Best Defense guest cyber columnist
Recently, cyber experts and journalists have taken a sensible step back from the heated passions that surrounded cyber security in the aftermath of Stuxnet, the world’s first cyber weapon. Many well-informed individuals (including this correspondent) were initially swept up in the drama centered on the Iranian enrichment centrifuges, and were quick to herald the coming cyber wars. Others, less innocently, looked at cyber war as a new growth industry and contributed to the hype, sometimes promoting inefficient or unnecessary defensive policies. But now that clearer heads are prevailing, we must not discount the real and credible cyber threats that face the United States and other western powers. It is important that we do not under-react to Stuxnet, and dismiss valid cyber security concerns as an artificial product of media sensationalism or alarmist defense contractors (or both).
Of immediate concern is critical infrastructure, including both power grids and artificial constructs, such as the stock market. Both private researchers and the Government Accountability Office (GAO) have warned that the adoption of smart grid technology has been progressing forward with inadequate emphasis on cyber security. Similarly, NASDAQ systems have been recently compromised, reigniting the congressional debate over the merits of new cyber security legislation. Nothing about these two areas of vulnerability is frivolous or "hyped"; it is well within the realm of possibility that a state actor (or a well funded private entity) could utilize cyber threats against these areas as leverage in conventional warfare or trade disputes. Moreover, these are areas of general consensus among cyber security experts, and should be addressed immediately.
That said, not all advice from leading experts should be followed, especially from ones that are trying to drum up business for their consulting firms. For example, former Director of National Intelligence, Adm. Michael McConnell (ret.) (who is now an executive vice-president at Booz Allen Hamilton), proposed the complete redesign of the internet – a task that could possibly be contracted out to his firm — in a Washington Post op-ed.
"More specifically, we need to reengineer the Internet to make attribution, geolocation, intelligence analysis and impact assessment — who did it, from where, why and what was the result — more manageable."
This tasking, while accurately addressing the fundamental limitations of cyber war, would be an expensive exercise in futility.
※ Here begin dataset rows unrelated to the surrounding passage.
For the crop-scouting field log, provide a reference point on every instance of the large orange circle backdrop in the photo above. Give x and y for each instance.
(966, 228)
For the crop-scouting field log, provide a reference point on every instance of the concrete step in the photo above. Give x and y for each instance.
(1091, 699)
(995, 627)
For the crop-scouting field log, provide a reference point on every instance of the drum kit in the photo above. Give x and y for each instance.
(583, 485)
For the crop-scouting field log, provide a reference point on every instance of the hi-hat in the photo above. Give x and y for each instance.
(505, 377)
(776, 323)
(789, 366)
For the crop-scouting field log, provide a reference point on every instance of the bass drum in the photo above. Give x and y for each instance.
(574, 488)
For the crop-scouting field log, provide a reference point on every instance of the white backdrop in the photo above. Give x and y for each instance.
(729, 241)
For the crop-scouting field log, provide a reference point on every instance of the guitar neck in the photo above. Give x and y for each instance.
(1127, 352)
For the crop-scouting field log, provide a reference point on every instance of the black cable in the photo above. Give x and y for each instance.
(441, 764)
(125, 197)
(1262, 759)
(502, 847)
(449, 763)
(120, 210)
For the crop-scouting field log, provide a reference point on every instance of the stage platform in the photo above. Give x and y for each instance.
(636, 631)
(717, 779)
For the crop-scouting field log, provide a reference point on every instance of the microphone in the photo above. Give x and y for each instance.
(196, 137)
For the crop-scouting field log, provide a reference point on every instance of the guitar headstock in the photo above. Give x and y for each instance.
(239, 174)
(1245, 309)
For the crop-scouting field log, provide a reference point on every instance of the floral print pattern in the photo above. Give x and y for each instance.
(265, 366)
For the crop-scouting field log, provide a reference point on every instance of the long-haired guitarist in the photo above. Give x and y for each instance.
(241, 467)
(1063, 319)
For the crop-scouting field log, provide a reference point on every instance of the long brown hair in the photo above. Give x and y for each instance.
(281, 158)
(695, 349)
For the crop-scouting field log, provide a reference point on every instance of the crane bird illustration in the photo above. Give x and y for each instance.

While the proposal would undoubtedly be confronted with privacy roadblocks in the United States, the larger problem would be convincing other countries to regulate their networks and to implement similar systems. Without unanimous international agreement, unmonitored darknets would exist that make "attribution, geolocation, intelligence analysis and impact assessment" just as difficult as it is now. For example, it’s highly doubtful that Chinese telecom companies (which provide connectivity all over the world) would welcome McConnell’s proposal with open arms. Likely dissidents would be China, North Korea, Russia, and much of Eastern Europe. The point is that while attribution is a tough and critical issue to resolve, his proposal is frighteningly unrealistic and sensational.
In fairness, McConnell does touch on many very valid, and perhaps less dramatic, cyber security concerns in his op-ed, which he has also repeated before Congress. In many ways, his credibility has brought critical attention to the issue of cyber security. But his private sector status also causes reason for doubt, and in some cases — as evidenced above – it seems justified. Experts like Dr. Martin Libicki of the RAND Corporation, as Best Defense previously reported, have been right to caution us to take a step back from the brink of cyber war alarmism.
The correct response to Stuxnet is to acknowledge the risks of cyber war, but be discerning in our reaction. We must separate the sensational from the legitimate, and only invest in valid and practical strategies. Only some projects and policies deserve American tax dollars. But we should also be weary of under-reacting, and chalking up the notion of cyber war as nothing but profit-driven hype. It would not be in our nation’s best interest to put our head back in the sand and ignore the real and tactile threats that could heavily damage our country.